2) there are a shed-load of different pipeline types. even TRAP
(exceptions, interrupts) is handled as a separate pipeline.  TRAP SPR
CR SHIFT MUL LOGICAL BRANCH DIV all completely different register
profiles.

3) after munging the regfile specs it is trivial (conceptually...) to
create dedicated Broadcast Buses (MUXes) per regfile port

and throughout all of this *at no time* does the actual implementation
of a given function (shift, mul, load-with-update) even know *or care*
that its two, or three, or (not kidding, *seven*) registers in some
cases are read / written in parallel via whatever-ports or
sequentially via 4R1W blah blah, because that's not their problem.

the summary, then, after all that (whew) Paul is that if things are
similarly abstracted out to FSMs/pipelines with a common API which
does not know or care about the regfile allocation, having instead
operand latches that capture incoming srces and store outgoing
results, followed by, on top of that common API, a "connector to
regfiles system" takes care of wiring up the pipelines/FSMs to actual
regfile ports through those latches, you *might* find that those messy
combinatorial blocks, now being localised and regularised, become
manageable or at least analyseable.

or, because of the latches on the pipelines, in sane places, a lot
less difficult for the tools to manage.

note that the RSes trick is *not* critically dependent on implementing
an OoO engine.  it is convenient and helps manage things even for
inorder (and note here that we currently do not even have that! it is
currently a FSM that does not allow instructions to overlap, at all).

lastly: because of the stupidly large number of pipelines we had a
correspondingly absolutely massive fan-out of the PowerDecoder2 data
(decode2.vhdl).

up to 192 wires fan out to 12 pipelines!

i "fixed" that by creating 12 separate "subsetted" PowerDecoders
(surprise, called SubsetPowerDecoder) which (surprise) used the CSV
files (decode1.vhdl) to identify both

a) which rows were needed (by UNIT, e.g.
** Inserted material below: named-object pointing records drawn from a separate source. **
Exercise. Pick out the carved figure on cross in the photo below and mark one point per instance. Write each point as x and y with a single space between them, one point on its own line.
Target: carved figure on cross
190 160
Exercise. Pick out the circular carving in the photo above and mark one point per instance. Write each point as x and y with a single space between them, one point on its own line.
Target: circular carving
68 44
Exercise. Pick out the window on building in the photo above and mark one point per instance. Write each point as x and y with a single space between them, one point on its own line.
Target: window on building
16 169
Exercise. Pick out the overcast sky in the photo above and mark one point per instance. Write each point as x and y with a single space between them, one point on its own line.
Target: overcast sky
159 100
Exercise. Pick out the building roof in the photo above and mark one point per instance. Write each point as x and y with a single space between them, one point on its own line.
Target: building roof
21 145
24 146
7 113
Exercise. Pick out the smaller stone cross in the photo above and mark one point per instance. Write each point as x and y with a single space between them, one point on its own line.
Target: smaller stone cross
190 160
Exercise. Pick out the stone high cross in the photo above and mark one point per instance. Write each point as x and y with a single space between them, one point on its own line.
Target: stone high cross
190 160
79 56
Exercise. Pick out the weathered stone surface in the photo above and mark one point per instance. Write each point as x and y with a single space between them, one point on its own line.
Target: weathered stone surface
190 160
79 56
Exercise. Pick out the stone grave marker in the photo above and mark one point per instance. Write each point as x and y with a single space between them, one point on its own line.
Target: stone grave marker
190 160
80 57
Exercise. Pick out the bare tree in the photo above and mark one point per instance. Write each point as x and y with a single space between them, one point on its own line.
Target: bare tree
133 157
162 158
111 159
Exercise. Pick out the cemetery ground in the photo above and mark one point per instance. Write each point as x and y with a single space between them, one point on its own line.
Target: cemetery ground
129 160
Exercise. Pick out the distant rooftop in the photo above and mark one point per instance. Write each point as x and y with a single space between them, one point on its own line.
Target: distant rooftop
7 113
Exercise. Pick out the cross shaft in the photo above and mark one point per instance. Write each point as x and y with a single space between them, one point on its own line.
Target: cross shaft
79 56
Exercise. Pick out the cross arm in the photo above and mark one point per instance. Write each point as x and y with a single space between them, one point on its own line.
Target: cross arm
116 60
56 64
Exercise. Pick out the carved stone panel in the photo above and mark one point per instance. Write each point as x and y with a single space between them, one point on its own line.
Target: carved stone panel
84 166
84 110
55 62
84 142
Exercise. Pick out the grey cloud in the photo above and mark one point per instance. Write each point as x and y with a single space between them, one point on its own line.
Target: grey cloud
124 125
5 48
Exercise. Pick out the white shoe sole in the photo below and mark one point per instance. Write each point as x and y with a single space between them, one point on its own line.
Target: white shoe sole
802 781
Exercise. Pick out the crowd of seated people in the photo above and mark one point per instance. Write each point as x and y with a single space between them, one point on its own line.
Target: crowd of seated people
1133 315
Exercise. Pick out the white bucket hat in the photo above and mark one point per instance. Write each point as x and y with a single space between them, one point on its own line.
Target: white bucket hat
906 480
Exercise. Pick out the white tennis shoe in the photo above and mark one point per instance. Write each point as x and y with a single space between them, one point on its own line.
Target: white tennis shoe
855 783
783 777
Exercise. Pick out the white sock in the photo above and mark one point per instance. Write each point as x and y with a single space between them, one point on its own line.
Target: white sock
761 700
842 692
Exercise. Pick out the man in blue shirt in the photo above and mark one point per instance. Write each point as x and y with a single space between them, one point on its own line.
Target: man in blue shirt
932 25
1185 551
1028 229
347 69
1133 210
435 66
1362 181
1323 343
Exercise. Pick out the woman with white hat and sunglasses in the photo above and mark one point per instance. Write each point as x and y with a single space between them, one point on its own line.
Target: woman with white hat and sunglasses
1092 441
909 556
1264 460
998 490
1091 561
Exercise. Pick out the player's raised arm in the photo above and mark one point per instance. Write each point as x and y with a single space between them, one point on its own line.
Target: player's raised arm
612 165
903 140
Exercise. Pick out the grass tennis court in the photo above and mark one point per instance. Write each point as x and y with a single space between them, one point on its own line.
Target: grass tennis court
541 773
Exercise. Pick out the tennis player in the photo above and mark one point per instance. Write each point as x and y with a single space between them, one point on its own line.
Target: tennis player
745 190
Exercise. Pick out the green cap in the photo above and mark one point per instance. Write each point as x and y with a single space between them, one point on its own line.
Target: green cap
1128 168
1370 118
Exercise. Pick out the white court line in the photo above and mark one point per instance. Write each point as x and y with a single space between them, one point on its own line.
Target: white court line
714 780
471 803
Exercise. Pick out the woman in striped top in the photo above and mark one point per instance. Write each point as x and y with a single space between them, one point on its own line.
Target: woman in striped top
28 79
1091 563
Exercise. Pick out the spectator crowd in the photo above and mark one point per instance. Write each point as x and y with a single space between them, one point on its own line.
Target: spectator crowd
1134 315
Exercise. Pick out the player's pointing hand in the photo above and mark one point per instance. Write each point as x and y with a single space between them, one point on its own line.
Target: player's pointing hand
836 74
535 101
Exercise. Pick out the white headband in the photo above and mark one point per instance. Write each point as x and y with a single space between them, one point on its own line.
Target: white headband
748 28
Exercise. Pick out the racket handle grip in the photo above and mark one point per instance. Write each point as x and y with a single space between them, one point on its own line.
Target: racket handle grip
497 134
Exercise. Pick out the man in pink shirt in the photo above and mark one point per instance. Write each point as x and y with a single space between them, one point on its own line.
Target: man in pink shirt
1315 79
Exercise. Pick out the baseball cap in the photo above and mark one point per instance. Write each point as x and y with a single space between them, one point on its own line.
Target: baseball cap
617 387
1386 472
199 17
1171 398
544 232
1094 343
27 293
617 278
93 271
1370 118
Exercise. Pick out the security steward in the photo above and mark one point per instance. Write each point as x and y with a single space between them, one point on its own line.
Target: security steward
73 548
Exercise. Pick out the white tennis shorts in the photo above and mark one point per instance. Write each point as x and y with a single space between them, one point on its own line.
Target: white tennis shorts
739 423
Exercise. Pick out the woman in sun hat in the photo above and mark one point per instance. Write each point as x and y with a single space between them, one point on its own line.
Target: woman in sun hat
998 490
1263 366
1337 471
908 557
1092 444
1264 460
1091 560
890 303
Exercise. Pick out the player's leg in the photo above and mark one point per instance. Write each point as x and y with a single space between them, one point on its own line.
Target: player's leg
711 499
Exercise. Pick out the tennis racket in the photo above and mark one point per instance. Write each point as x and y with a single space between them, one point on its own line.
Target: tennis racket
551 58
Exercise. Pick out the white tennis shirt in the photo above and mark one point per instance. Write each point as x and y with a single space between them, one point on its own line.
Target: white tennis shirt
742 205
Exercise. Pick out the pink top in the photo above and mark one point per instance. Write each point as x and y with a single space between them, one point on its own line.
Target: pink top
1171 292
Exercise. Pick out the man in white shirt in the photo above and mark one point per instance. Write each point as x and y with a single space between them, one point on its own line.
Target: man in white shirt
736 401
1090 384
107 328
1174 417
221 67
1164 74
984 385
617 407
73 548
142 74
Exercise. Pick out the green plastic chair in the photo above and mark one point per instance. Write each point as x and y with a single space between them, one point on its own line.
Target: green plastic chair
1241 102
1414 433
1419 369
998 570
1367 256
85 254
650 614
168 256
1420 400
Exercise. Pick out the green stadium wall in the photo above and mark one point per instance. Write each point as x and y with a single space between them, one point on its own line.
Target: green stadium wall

LDST or ALU) to create the
hierarchy of switch statements (decode1.vhdl but now *per pipeline*)

b) which columns.  this creates *dynamic* Records which are identical
to decode2toexecute1type... except unneeded fields by the target
pipeline are *not included*.

consequently i only pass the 32 bit instruction (not 192 bits) and
there is a *local* subset Power Decoder right there at the front of
the pipeline.

but that is another story, which i appear to have already told, oh well :)

waah. 1am again.  enough.  good luck.

l.